# Flat Roof Ventilation Products



## ETThompson (May 24, 2017)

Hi,

New to the forum, thanks in advance for any help you can give. I'm an architect, not a roofer, so appreciate thoughts from those experienced with the trade.

I'm working on a project with a flat roof condition, where the insulation is at the level of the ceiling soffit. Therefore we need to ventilate the cavity above the insulation. At one side, we have an adjacent side wall for a clerestory pop-up. At the other side (and the end of the top roof), we have parapet conditions. Ideally, I'd like a solution that is hidden on the backside of the parapet, but would also be OK with a through-wall solution.

See attached sketch.

Thanks


----------



## Gusson (Feb 27, 2021)

I have found cool designs for ventilators on many sites. These shared here also look like a good catch. When I started planning my roof replacement last year I totally skipped the ventilator part and the first summer with a new roof was unbearable for our son who lives in the attic.
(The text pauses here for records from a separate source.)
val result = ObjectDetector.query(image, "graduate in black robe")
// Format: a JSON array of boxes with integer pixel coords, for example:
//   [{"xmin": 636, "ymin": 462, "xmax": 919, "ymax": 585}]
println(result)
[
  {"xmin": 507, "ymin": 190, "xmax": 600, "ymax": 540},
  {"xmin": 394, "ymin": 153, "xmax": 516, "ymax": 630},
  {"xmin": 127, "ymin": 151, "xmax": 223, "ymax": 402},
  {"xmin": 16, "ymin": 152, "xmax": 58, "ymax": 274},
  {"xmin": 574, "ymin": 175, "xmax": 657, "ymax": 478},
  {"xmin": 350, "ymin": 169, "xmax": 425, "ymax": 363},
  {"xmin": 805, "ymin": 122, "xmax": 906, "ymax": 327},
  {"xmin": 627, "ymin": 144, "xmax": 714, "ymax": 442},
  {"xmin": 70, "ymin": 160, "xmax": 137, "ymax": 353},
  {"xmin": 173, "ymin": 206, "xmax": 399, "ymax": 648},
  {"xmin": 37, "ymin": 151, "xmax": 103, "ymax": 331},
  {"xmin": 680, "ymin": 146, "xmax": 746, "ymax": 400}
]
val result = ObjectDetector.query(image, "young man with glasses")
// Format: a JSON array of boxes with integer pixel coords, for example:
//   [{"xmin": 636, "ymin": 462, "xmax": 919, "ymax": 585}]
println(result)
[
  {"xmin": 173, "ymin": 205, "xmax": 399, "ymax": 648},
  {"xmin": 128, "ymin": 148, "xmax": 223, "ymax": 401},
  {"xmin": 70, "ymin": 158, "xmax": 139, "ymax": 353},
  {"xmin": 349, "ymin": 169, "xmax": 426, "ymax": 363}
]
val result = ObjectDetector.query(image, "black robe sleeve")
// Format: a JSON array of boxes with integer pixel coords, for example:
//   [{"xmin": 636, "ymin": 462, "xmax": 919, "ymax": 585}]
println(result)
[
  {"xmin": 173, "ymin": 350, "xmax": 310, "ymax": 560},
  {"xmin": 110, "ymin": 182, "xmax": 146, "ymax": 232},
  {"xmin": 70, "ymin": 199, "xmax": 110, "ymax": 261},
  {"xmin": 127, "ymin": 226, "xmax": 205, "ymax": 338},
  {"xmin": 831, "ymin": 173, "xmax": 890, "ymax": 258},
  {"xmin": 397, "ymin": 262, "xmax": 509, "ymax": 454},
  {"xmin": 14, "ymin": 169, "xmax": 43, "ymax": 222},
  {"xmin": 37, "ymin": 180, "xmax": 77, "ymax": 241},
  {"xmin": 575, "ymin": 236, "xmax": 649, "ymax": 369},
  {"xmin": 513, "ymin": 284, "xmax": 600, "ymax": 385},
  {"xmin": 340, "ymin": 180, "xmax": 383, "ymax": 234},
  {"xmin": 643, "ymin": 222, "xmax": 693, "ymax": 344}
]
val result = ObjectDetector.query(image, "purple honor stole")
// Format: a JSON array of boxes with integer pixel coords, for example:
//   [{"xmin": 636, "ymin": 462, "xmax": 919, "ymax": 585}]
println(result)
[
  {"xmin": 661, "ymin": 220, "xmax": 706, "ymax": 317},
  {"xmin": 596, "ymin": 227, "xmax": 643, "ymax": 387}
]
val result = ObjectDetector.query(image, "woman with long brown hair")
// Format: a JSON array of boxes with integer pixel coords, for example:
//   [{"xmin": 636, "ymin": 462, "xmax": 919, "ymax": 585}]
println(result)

The heat was not controllable and we ended up buying an air condition for him to be able to sleep at nights. So this year I decided to go on and have a whirlybird installation in order to save some money on the electricity bills from now on!


----------



## urethaneroofer (Jul 2, 2009)

This is a super old post but. Its is much eaiser to move the insulation to the bottom of the roof sheathing to elimnate the attic space so you don't need to ventilate the roof. Saves you from potential leaks from roof vents down the road.


----------